『屠体給餌』を知っていますか?――野生動物との向き合い方と、動物園の動物福祉について考える(後編)

どうぶつと人間

はじめに

「屠体給餌(とたいきゅうじ)」とは、シカやイノシシなど駆除された野生動物を、毛皮や骨がついたままの状態で動物園のライオンやトラといった肉食動物に与える取り組みのことです。

この方法は単なる「餌やり」ではありません。骨や皮を含む獲物を食べることは、動物の自然な採食行動を引き出し、動物福祉の向上につながると考えられています。また、野生動物の駆除は農作物被害対策として不可欠ですが、その多くが廃棄されている現状もあります。屠体給餌は「命を無駄にしない」取り組みとしても注目されています。

一方で、感染症リスクや処理のコスト、安定的な供給体制の未整備など、課題も多く存在します。今回は、2023年6月25日に北海道の円山動物園で開かれたシンポジウム「北海道における捕獲された野生動物を用いた屠体給餌の可能性」をもとに、屠体給餌の意義と課題を整理していきます。

この記事はシリーズ「後編」です。まだ前編をお読みでない方は、先に前編をお読みください!

シンポジウムは、YouTubeで公開されています。ぜひ記事を読み終えたら、視聴してみてください。

円山動物園での実践例

円山動物園の坪松耕太さんは、園内で行われた屠体給餌の具体例を紹介しました。
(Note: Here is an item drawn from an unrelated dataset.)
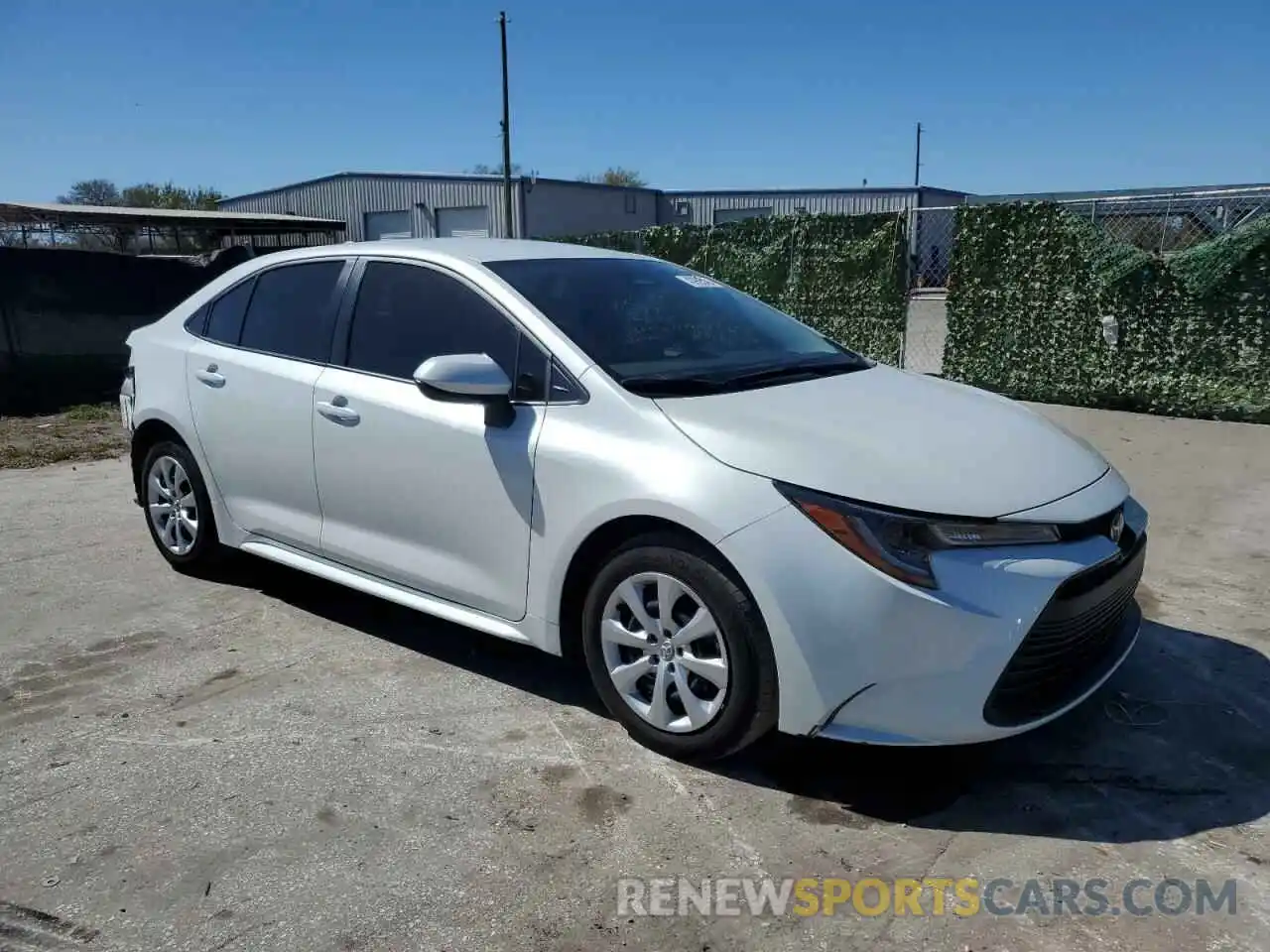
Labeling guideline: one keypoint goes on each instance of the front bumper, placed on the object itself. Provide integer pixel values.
(1012, 638)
対象となったのは、ブチハイエナ、アムールトラ、ユキヒョウ、エゾヒグマ、シンリンオオカミの5種類です。

例えば、アムールトラのトートに屠体を与えたところ、普段は一気に肉を飲み込むのに対し、何時間もかけて雪の上で食べ続けたといいます。その結果、退屈から来る常同行動が減る傾向が見られました。

また、ユキヒョウのアクバルは初めは警戒してほとんど食べませんでしたが、回数を重ねるうちに皮まで食べるようになり、糞の状態も改善したと報告されました。ブチハイエナは骨まで食べ尽くし、豪快な採食行動を示しました。
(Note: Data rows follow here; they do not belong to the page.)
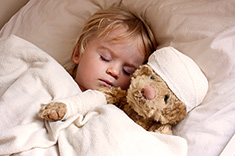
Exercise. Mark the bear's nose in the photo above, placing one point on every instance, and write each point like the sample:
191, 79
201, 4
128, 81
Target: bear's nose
148, 92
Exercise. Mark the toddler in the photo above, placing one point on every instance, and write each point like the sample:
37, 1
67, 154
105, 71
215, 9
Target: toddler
112, 45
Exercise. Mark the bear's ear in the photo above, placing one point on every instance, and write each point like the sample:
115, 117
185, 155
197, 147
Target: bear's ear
143, 70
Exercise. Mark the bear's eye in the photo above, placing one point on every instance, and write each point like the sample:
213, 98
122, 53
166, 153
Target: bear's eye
166, 98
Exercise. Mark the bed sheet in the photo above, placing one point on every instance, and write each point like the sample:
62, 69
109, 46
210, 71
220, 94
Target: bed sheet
29, 77
203, 30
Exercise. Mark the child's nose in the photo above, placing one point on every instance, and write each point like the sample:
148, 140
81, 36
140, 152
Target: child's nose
113, 71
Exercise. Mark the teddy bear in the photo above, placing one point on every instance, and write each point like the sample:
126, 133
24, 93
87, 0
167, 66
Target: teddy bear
160, 95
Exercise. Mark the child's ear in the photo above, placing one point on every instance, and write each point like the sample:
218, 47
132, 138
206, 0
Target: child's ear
76, 57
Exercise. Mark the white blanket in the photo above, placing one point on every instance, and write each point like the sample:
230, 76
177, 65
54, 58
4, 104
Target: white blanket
29, 77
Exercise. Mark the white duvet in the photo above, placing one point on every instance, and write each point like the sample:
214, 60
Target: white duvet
29, 77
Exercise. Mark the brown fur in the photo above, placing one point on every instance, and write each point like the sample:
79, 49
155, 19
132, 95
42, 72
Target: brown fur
157, 114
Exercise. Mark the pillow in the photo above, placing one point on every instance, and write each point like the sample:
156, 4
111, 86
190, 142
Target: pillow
203, 30
54, 26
円山動物園は「屠体給餌は動物福祉の向上に寄与する」と結論づけつつ、今後の課題として「供給体制の確立」「対象動物の拡大」「継続的な研究」が必要だと述べています。

現場から見える課題

愛知県の豊橋動植物公園の伴和幸さんは、屠体給餌の実践から見えてきた課題を率直に語りました。
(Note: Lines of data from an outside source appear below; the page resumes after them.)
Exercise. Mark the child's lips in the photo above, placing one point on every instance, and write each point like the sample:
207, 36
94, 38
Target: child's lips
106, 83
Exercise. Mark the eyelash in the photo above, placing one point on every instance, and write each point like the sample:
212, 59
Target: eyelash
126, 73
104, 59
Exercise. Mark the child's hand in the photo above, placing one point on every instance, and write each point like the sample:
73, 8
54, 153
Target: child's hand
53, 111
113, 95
まず、屠体給餌は獣害問題そのものを解決するわけではありません。捕獲数の調整が目的であり、利用を進めても捕獲が円滑に進むとは限らないのです。また、処理や輸送にコストがかかるため、通常の餌より高価になる現実もあります。

さらに、日本ではまだ研究事例が少なく、動物が骨や毛をどの程度消化できるのか、長期的な栄養への影響はどうか、といった知見が不足しています。

一方で、伴さんは屠体給餌の最大の意義を「環境教育」に見出しています。実際に屠体給餌を公開した際のアンケートでは、9割近くの来園者が「公開すべき」と答え、子どもにも見せるべきとする回答が8割近くにのぼりました。市民に獣害や動物園の役割を考えてもらう教育効果こそが、この取り組みの核心だと強調しました。

行政と地域の視点

北海道環境生活部野生動物対策課の坂村武さんは、エゾシカの現状と対策について報告しました。

エゾシカは1970年代以降に急増し、道内の農業被害は年間40億円以上。推定生息数は一時77万頭に達しました。現在は捕獲によって65万〜70万頭程度まで抑制されていますが、被害は依然として深刻です。

北海道は「北海道エゾシカ管理計画」に基づき、個体数を現状の半分程度に抑えることを目標にしています。その中には「捕獲個体の有効活用」も位置づけられており、食肉利用や屠体給餌も含まれています。

ただし、坂村さんは「捕獲や処理には多大なコストがかかり、税金を投入するのは難しい」と指摘。動物園向けに供給する場合でも、安価に済む取り組みではないことを強調しました。

屠体処理と衛生の壁

株式会社北海道食美樂の石崎英治さんは、屠体の処理工程について現実的な課題を語りました。

家畜と異なり、野生動物は衛生管理がされていません。寄生虫や病原体を持つ可能性があるため、屠体を利用するには厳格な処理が不可欠です。具体的には、内臓や頭部を除去し、マイナス20度で5日間冷凍したうえで、中心温度63度で30分以上の低温加熱処理を行います。こうした手間があってはじめて、感染症リスクを抑えつつ、肉質を損なわないようにできるのです。

しかし、こうした処理を行える施設が、全国で見てもわずか数カ所しかないことが、大きな制約となっています。

市民や企業の役割

北洋銀行ソリューション部の切石亮太さんは、屠体給餌を継続するには「市民や企業の理解と支援が不可欠」と訴えました。

屠体給餌は動物園だけで完結する話ではなく、捕獲者、処理会社、行政、市民、そして企業が関わる社会的な取り組みなのです。裏を返せば、市民が支援し、動物園を応援する仕組みが整えば、屠体給餌は持続可能な活動として広がる可能性もないとは言えません。

論点の整理

後編では、屠体給餌の実践例とともに、現場・行政・企業の視点を見てきました。そこから浮かび上がるのは「立場によって評価が異なる」という現実です。

動物園にとっては動物福祉や教育効果が大きなメリットですが、行政にとっては捕獲コストの負担が重く、処理業者にとっては衛生基準の遵守が壁となります。そして、市民の理解と共感がなければ、取り組みは長続きしません。

つまり、屠体給餌は単なる「餌の話」ではなく、社会全体が野生動物問題、動物園の動物福祉などのテーマに、どのように向き合うかを問う課題だと言えます。

まとめ

屠体給餌は、命を無駄にせず、動物福祉と教育をつなぐ取り組みとして大きな可能性を持っています。しかし同時に、処理施設の不足やコスト負担、市民理解といった課題を乗り越える必要があります。

「屠体給餌を広げること」が目的なのではなく、そこから私たちが何を学び、どう共生社会を築いていくかこそが本質です。動物園での公開や情報発信を通じて、この議論がさらに広がることを期待します。